Re: [RFC v2-fix-v2 1/1] x86/boot: Avoid #VE during boot for TDX platforms
From: Sean Christopherson
Date: Fri May 21 2021 - 14:18:52 EST
On Fri, May 21, 2021, Dave Hansen wrote:
> > + /*
> > + * Preserve current value of EFER for comparison and to skip
> > + * EFER writes if no change was made (for TDX guest)
> > + */
> > + movl %eax, %edx
> > btsl $_EFER_SCE, %eax /* Enable System Call */
> > btl $20,%edi /* No Execute supported? */
> > jnc 1f
> > btsl $_EFER_NX, %eax
> > btsq $_PAGE_BIT_NX,early_pmd_flags(%rip)

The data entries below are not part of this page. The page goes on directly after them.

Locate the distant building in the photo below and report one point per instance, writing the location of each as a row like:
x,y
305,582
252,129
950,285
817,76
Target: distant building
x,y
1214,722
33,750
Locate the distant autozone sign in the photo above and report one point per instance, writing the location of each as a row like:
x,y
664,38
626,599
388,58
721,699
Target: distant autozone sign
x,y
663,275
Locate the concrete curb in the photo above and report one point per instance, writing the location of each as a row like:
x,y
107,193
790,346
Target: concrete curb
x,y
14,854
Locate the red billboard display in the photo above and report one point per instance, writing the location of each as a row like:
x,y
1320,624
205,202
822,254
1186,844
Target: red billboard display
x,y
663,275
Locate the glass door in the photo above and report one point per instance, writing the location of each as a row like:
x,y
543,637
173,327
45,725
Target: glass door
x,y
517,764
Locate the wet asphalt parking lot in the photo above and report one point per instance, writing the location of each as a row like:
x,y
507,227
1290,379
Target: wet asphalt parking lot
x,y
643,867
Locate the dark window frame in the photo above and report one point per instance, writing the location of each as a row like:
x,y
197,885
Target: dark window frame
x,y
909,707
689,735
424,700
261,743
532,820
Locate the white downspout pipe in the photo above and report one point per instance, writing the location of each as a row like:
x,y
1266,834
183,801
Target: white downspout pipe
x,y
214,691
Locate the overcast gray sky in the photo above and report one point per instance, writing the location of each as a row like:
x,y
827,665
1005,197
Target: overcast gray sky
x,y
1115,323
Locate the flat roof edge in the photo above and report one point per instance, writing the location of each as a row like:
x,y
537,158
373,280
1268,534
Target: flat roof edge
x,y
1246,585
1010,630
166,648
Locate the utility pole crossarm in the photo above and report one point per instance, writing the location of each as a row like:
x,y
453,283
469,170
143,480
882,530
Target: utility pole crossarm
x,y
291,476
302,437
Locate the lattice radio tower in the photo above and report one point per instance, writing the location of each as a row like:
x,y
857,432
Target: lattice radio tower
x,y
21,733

> > -1: wrmsr /* Make changes effective */
> >
> > + /* Avoid writing EFER if no change was made (for TDX guest) */
> > +1: cmpl %edx, %eax
> > + je 1f
> > + xor %edx, %edx
> > + wrmsr /* Make changes effective */
> > +1:
>
> Just curious, but what if this goes wrong? Say the TDX firmware didn't
> set up EFER correctly and this code does the WRMSR.
By firmware, do you mean TDX-module, or guest firmware? EFER is read-only in a
TDX guest, i.e. the guest firmware can't change it either.
> What ends up happening? Do we get anything out on the console, or is it
> essentially undebuggable?
Assuming "firmware" means TDX-module, if TDX-Module botches EFER (and only EFER)
then odds are very, very good that the guest will never get to the kernel as it
will have died long before in guest BIOS.
If the bug is such that EFER is correct in hardware, but RDMSR returns the wrong
value (due to MSR interception), IIRC this will triple fault and so nothing will
get logged. But, the odds of that type of bug being hit in production are
practically zero because the EFER setup is very static, i.e. any such bug should
be hit during qualification of the VMM+TDX-Module.
In any case, even if a bug escapes, the shutdown is relatively easy to debug even
without logs because the failure will cleary point at the WRMSR (that info can be
had by running a debug TD or a debug TDX-Module). By TDX standards, debugging
shutdowns on a specific instruction is downright trivial :-).